- Une majorité de Tunisiens affirment jouir de plus de libertés politiques et civiques par rapport à quelques années auparavant. Cependant, un nombre croissant de citoyens estiment devoir être prudents lorsqu'ils parlent de politique.
- Plus de deux tiers (68%) des Tunisiens affirment discuter de politique au moins de temps à autre, et trois quarts (73%) déclarent s’informer quotidiennement de l'actualité par le biais de la télévision. Chez les plus jeunes adultes, l'Internet et les réseaux sociaux constituent une source d'information plus fréquente (77%).
- La participation électorale est sur le déclin. La moitié (50%) seulement des Tunisiens affirment avoir voté lors des dernières élections nationales, et le nombre de ceux qui ont décidé de ne pas voter a doublé entre 2013 et 2018.
- Alors qu'une petite minorité seulement des Tunisiens affirment s'être joints à d'autres pour aborder un problème ou avoir participé à une manifestation au cours de l'année précédente, une proportion croissante des citoyens déclarent qu'ils entreprendraient une telle action s'ils en avaient la possibilité.
- L'engagement civique et politique par le biais d'associations bénévoles et de prises de contact avec les dirigeants est limité à un citoyen sur 10 environ.
La Tunisie est, depuis sa révolution en 2011, un modèle de transition démocratique réussie dans le monde arabe (Caryl, 2019). Alors que la Libye, le Yémen, et la Syrie ont sombré dans la guerre civile, et que l’Égypte et le Bahreïn sont tombés dans la répression et l’autoritarisme, la Tunisie est le seul pays du Printemps arabe où la démocratie a survécu (Chulov, 2018).

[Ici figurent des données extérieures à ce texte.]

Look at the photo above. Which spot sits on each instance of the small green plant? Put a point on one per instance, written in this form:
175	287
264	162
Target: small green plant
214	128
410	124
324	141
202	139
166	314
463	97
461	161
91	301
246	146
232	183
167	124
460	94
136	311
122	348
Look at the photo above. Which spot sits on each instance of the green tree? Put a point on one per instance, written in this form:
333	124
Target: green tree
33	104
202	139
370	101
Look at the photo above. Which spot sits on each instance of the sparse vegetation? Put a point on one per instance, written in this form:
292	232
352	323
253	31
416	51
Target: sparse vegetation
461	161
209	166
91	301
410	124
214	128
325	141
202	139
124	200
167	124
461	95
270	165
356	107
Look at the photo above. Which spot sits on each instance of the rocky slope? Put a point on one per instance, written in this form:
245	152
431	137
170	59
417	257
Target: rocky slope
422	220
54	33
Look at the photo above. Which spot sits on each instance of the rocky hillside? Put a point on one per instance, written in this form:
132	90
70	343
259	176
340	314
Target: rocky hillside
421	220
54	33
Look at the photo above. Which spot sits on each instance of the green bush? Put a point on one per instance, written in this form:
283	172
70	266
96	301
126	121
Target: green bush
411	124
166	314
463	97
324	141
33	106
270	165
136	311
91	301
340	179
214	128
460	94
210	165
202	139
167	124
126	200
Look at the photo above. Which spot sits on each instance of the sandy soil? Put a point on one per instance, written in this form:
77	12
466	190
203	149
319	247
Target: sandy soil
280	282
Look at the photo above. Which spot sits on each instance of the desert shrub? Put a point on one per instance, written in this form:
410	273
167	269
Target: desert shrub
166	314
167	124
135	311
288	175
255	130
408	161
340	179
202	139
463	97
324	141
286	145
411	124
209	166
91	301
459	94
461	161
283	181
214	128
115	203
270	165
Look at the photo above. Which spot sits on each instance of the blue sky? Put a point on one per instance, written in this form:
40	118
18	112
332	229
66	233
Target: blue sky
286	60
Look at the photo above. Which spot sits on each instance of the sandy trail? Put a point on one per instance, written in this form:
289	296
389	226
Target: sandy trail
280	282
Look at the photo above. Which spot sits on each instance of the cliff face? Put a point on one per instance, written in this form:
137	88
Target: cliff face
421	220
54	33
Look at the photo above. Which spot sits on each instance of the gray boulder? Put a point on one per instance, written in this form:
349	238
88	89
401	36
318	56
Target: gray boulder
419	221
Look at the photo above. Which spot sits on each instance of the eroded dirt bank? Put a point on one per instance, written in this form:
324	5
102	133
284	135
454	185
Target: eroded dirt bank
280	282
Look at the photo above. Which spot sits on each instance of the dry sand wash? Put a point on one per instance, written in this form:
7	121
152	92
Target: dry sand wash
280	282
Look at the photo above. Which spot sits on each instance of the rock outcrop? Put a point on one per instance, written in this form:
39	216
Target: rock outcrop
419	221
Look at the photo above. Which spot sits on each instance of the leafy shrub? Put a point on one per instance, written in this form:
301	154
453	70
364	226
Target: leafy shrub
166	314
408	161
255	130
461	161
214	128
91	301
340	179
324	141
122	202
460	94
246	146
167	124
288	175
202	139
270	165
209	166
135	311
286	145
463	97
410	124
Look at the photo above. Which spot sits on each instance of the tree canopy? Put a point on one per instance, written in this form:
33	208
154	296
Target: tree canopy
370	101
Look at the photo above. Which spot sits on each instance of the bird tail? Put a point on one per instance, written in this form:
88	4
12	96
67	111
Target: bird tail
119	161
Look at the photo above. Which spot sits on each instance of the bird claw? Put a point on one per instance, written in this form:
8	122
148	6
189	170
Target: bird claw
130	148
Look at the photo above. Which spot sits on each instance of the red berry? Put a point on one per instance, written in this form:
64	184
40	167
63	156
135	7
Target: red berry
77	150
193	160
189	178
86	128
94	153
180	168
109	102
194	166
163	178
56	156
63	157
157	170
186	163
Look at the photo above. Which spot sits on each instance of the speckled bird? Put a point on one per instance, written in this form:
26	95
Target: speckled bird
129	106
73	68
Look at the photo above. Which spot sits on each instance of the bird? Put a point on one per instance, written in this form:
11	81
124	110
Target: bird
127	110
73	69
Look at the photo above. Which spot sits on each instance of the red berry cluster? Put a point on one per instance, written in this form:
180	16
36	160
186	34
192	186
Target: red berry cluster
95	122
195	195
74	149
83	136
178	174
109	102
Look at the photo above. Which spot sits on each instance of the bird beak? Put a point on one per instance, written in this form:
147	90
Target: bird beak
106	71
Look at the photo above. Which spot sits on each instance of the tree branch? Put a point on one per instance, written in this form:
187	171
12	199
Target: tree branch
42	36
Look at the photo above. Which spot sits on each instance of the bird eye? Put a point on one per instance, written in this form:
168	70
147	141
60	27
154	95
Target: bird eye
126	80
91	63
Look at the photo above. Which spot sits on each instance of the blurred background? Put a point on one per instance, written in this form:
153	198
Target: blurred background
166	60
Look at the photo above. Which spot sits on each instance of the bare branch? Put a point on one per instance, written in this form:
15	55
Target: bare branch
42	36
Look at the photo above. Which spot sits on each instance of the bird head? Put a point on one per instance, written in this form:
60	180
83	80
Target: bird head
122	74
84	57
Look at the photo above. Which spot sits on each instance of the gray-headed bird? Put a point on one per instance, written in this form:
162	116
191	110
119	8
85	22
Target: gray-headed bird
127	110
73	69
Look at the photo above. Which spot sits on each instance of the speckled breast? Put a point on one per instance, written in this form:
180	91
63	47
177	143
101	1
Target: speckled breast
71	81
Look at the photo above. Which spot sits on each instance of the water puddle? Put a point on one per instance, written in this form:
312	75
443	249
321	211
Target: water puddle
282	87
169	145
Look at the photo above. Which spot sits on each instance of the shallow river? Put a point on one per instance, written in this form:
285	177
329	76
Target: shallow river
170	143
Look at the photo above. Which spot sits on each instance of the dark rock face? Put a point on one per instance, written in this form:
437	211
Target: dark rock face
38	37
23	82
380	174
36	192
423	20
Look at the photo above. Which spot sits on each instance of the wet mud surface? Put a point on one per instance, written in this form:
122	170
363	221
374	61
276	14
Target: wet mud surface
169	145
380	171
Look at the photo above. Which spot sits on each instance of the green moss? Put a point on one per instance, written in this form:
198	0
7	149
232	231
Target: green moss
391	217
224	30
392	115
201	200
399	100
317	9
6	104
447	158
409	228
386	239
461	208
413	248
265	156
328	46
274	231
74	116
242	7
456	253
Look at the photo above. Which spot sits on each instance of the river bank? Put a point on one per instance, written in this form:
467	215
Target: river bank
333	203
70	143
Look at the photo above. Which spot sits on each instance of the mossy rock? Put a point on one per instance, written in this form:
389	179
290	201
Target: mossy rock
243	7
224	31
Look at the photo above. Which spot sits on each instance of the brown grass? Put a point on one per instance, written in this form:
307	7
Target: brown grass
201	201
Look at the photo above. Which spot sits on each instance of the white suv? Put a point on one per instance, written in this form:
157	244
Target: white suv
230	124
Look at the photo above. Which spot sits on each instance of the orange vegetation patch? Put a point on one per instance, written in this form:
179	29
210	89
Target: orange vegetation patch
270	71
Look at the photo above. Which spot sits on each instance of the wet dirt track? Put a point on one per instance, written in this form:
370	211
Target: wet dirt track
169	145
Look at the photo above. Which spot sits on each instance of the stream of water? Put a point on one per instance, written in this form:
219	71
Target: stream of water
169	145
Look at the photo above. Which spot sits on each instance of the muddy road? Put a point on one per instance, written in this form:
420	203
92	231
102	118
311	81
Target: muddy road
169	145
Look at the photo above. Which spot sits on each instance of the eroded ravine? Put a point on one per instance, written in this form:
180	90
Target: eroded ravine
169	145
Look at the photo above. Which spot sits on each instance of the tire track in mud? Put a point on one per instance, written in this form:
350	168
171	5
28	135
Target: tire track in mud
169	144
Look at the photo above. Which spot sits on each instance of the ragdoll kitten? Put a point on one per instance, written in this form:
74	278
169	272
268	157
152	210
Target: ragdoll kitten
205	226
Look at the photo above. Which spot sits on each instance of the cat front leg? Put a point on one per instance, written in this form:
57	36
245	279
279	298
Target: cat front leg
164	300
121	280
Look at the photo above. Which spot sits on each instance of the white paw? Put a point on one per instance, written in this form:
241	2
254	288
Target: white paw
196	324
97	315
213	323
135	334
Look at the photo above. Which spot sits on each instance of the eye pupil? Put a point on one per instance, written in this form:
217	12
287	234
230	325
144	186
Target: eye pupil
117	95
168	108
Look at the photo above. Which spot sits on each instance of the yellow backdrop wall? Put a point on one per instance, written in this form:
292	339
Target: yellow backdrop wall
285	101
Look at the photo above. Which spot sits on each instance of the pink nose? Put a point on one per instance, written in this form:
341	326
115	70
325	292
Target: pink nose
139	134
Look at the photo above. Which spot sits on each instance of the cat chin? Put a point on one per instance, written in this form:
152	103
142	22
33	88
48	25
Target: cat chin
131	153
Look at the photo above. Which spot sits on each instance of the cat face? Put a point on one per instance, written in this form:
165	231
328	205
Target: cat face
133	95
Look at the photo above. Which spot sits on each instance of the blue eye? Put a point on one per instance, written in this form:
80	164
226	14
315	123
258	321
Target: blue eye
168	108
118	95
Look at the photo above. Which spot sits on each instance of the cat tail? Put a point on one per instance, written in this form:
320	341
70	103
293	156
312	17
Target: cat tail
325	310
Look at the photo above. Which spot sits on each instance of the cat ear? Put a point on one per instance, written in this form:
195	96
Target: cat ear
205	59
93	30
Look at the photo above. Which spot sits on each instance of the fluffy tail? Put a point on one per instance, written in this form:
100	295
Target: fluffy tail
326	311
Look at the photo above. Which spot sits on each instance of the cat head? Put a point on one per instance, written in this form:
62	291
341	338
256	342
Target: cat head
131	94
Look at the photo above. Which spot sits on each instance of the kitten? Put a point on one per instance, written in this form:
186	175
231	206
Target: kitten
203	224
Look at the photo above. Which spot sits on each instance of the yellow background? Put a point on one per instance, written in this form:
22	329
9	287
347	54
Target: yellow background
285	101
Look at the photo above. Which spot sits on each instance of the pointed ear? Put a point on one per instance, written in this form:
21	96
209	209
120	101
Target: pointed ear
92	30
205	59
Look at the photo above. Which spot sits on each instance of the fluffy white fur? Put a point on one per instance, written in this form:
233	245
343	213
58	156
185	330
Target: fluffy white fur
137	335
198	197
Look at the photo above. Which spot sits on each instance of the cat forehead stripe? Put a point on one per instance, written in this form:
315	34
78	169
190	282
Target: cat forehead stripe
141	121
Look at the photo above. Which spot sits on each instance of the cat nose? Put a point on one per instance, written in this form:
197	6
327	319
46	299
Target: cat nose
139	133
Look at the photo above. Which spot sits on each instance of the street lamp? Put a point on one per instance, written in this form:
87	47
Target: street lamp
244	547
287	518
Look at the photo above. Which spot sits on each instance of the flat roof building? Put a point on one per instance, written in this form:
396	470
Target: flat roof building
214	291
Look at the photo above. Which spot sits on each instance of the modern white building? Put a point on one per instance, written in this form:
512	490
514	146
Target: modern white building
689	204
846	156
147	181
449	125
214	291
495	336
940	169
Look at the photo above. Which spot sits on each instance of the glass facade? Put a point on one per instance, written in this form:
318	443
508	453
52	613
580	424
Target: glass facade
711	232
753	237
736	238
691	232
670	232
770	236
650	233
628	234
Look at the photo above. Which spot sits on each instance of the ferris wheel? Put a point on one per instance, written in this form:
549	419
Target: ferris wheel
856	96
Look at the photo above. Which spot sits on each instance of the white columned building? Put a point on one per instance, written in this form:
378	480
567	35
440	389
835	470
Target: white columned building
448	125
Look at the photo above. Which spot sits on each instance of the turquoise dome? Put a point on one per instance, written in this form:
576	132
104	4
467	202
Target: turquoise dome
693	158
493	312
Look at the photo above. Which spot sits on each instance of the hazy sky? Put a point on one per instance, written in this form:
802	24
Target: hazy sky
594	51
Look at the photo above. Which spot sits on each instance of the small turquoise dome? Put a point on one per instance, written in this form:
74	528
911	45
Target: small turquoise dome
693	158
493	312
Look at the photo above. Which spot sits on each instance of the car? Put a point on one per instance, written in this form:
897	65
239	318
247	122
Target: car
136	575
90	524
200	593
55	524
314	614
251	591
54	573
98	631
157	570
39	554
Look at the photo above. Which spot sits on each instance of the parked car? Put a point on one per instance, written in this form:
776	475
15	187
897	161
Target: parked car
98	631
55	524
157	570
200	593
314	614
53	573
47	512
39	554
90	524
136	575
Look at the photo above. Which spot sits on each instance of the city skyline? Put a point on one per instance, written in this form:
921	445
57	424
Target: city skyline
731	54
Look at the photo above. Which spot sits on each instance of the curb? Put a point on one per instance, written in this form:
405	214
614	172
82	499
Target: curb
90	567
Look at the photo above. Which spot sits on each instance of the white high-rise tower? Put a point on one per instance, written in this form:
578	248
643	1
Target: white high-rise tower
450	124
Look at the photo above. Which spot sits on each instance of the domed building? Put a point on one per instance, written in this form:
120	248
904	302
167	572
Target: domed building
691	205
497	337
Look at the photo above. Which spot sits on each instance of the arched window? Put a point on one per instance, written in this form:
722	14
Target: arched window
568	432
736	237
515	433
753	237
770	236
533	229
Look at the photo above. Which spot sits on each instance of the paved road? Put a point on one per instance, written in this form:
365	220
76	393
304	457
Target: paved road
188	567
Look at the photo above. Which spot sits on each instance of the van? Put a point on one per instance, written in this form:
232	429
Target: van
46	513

Ce petit pays d’Afrique du Nord a organisé à plusieurs reprises des élections libres et transparentes, notamment des élections aux assemblées constituantes en 2011, des élections municipales en 2018, et des élections parlementaires et présidentielles à deux reprises, en 2014 et 2019. La Tunisie a adopté la constitution la plus progressiste du monde arabe en 2014, qui garantit les libertés d’expression, de réunion, et de la presse, protège le droit d’accès à l’information, et impose l’égalité des sexes avec un engagement actif de l’état à la faire respecter (Constitute Project, 2019). Alors que le pays continue de faire face à d’énormes problèmes économiques, ses actions lui ont valu d’être reclassé par Freedom House (2015) de « non libre » à « libre ».
L’une des principales raisons pour lesquelles la démocratisation a réussi en Tunisie contrairement à d’autres pays du Printemps Arabe réside dans la force de la société civile du pays. En 2010, lorsque les manifestations se sont intensifiées et étendues à la capitale, des groupes de la société civile, des syndicats, des avocats, des journalistes, et des partis d’opposition se sont joint aux manifestants et ont joué un rôle clé en mettre fin aux 23 ans de régime autoritaire (Yerkes & Ben Yahmed, 2018). Après la révolution, le Quartet Tunisien du Dialogue National – composé de l’Union Générale Tunisienne du Travail; de l’Union Tunisienne de l’Industrie, du Commerce et de l’Artisanat; de la Ligue Tunisienne des Droits de l’Homme; et de l’Ordre des Avocats de Tunisie – a reçu le Prix Nobel de la Paix en 2015 pour avoir réussi un compromis entre les acteurs politiques laïques et islamistes alors que la transition démocratique était sur le point de s’effondrer par suite d’une intense polarisation politique (Nobel Prize, 2015). Les politiques ont accepté transcender leurs divergences et parvenir à un consensus qui permettait aussi bien aux islamistes qu’aux laïques de s’exprimer dans le nouveau système politique (Marks, 2015).
Nous fondant dans cette dépêche sur les données des enquêtes Afrobarometer, nous étudions l’engagement citoyen en Tunisie. Nous observons que si une majorité de Tunisiens affirment que les libertés civiques et politiques se sont accrues au cours des dernières années, la proportion des citoyens qui se sentent limités dans leurs discussions politiques est plus élevée, et moins de personnes se rendent aux urnes à l’occasion des élections. Quand bien même un nombre croissant de Tunisiens expriment la volonté de se réunir pour discuter d’une question ou participer à une manifestation, dans la pratique, seules de petites minorités s’engagent au travers d’organisations de la société civile ou de prises de contact avec leurs dirigeants.